Requests declare the resources a container is guaranteed — the scheduler uses them to find a node with enough free capacity, and they form the basis of scheduling decisions. Limits cap usage at runtime: a container exceeding its CPU limit is throttled, and one exceeding its memory limit is OOM-killed. The gap between request and limit defines the pod's Quality of Service class (Guaranteed, Burstable, BestEffort). Setting these correctly is critical: too-low requests cause node overcommit and instability; too-high requests waste capacity and money.
2 / 5
What is a taint and a toleration in Kubernetes scheduling?
Taints and tolerations work together to repel pods from nodes unless explicitly permitted. A taint on a node (e.g. gpu=true:NoSchedule) blocks any pod that lacks a matching toleration. This is used to reserve specialized nodes (GPU machines, nodes for a particular team) so only pods that opt in via a toleration land there. Note the asymmetry: a toleration permits scheduling onto a tainted node but does not attract the pod there — for attraction you use node affinity. Together they give fine-grained placement control.
3 / 5
What is the difference between node affinity and pod anti-affinity?
Node affinity expresses a pod's preference or requirement to run on nodes with particular labels (e.g. disktype=ssd or a specific zone) — it is about pod-to-node relationships. Pod anti-affinity expresses pod-to-pod relationships: "do not schedule this pod near pods matching these labels." A classic use is spreading the replicas of a service across different nodes or zones so a single node/zone failure does not take down all replicas. Both come in required (hard) and preferred (soft) forms for strict vs best-effort placement.
4 / 5
What does the Horizontal Pod Autoscaler (HPA) do?

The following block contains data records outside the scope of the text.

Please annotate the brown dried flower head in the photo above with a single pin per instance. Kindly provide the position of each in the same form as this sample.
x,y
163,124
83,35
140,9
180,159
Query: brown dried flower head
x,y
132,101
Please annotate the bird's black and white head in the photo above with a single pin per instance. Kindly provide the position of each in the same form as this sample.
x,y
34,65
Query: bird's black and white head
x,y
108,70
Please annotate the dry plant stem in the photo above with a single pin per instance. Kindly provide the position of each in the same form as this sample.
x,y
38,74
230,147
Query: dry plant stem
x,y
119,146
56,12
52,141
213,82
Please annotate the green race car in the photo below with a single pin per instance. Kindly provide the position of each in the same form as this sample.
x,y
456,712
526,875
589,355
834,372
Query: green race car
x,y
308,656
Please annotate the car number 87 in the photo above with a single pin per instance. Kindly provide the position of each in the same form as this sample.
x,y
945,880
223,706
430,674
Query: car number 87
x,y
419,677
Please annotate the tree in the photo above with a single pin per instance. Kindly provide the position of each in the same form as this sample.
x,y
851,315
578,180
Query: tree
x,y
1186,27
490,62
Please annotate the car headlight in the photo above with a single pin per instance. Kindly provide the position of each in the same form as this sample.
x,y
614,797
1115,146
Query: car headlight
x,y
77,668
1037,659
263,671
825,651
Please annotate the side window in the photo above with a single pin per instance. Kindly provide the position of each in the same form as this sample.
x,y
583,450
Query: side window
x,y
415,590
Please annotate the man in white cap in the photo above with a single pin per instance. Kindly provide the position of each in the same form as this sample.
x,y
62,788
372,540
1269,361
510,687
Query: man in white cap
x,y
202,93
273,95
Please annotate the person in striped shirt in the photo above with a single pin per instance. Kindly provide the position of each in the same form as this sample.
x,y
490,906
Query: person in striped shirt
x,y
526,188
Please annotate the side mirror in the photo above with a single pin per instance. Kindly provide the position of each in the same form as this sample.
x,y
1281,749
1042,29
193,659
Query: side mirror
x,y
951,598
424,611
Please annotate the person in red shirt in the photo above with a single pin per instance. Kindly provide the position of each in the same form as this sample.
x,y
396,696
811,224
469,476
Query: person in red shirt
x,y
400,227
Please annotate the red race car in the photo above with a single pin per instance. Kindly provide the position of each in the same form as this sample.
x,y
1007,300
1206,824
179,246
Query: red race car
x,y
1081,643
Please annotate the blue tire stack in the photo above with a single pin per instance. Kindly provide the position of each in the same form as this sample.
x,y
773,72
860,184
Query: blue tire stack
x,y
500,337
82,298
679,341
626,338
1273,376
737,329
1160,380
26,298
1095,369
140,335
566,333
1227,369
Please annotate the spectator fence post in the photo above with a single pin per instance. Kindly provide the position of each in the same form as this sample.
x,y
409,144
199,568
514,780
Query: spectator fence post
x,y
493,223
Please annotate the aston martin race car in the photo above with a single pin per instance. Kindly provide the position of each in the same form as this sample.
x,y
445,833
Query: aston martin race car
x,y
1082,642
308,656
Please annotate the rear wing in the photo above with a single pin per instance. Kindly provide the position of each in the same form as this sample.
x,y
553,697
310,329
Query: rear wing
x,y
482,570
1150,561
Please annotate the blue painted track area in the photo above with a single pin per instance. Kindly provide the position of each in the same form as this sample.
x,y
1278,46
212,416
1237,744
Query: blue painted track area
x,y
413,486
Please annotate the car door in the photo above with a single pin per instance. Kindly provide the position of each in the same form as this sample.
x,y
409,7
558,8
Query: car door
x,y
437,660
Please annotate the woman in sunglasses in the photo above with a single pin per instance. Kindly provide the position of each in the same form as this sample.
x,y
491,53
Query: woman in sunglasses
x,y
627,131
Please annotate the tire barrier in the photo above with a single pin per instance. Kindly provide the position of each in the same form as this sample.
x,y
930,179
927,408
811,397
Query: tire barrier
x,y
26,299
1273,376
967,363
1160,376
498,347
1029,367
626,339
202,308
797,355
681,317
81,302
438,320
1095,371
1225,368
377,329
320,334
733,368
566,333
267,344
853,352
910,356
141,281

The HPA scales a workload horizontally — changing the replica count — based on metrics. It periodically compares an observed metric (CPU/memory utilization, or custom/external metrics like queue depth or requests-per-second) against a target and adjusts replicas to converge on it. Contrast with the Vertical Pod Autoscaler (which resizes a pod's requests/limits) and the Cluster Autoscaler (which adds/removes nodes). The HPA needs the metrics server (or an adapter for custom metrics) and well-set resource requests, since utilization is measured relative to requests.
5 / 5
What is the difference between a liveness probe and a readiness probe?
These probes serve different purposes. A liveness probe answers "is this container alive, or stuck/deadlocked?" — if it fails, Kubernetes restarts the container. A readiness probe answers "is this container ready to serve requests?" — if it fails, the pod is removed from the Service's endpoints so it receives no traffic, but it is not restarted. This distinction matters at startup (an app may be alive but still warming up) and during temporary overload (mark not-ready to shed traffic without killing the process). Misusing liveness as readiness causes needless restart loops.